From €43 billion to €120 billion, and a reality check

The original European Chips Act, introduced in 2023, set an ambitious target of €43 billion in combined public and private investment. The goal was to double the EU’s share of global semiconductor production to 20% by 2030.

That’s not happening. The European Court of Auditors has assessed that the original objective is “very unlikely” to be met. Slow progress and fragmented funding across member states turned a bold industrial policy into a cautionary tale about setting targets without clear mechanisms to hit them.

The revised plan swings big in the other direction. Chips Act 2.0 aims to mobilize €120 billion ($140 billion) in investments by 2035. That’s nearly three times the original figure and represents one of the largest coordinated industrial subsidies the EU has ever attempted in technology.

Demand first, fabs second

The new draft addresses this by creating mechanisms for what policymakers call “demand aggregation.” Think of it as the EU trying to play matchmaker between chip manufacturers and the European industries that should be buying from them, particularly automotive and cloud computing.

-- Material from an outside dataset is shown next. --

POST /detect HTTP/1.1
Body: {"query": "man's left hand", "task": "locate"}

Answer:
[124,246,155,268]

A notable project under discussion illustrates the scale of ambition: a proposed €30 billion foundry dedicated to advanced AI semiconductors, reportedly targeting chips at the 3 nm node. The investment model being explored would split funding among the European Commission, member states, and private enterprises.

The competitive landscape has shifted

The Semicon Coalition, a group of European semiconductor stakeholders, issued a declaration in September 2025 calling for a revised strategy to seize technological opportunities. Their argument was straightforward: the 2023 framework was designed for a world that no longer exists.

Europe’s position in the semiconductor value chain isn’t zero. ASML, the Dutch lithography giant, remains the single most critical company in the entire global chip supply chain. Companies like Infineon and STMicroelectronics hold strong positions in automotive and industrial chips.

What this means for investors

Companies in the automotive semiconductor space stand to benefit most directly. If the EU successfully creates procurement mechanisms that incentivize European carmakers to source chips domestically, firms like Infineon, NXP Semiconductors, and STMicroelectronics could see meaningful tailwinds.

The simplification of subsidies, another stated goal of the reset, could matter as much as the headline investment number. The original Chips Act was criticized for bureaucratic complexity that made it difficult for companies to access funds quickly.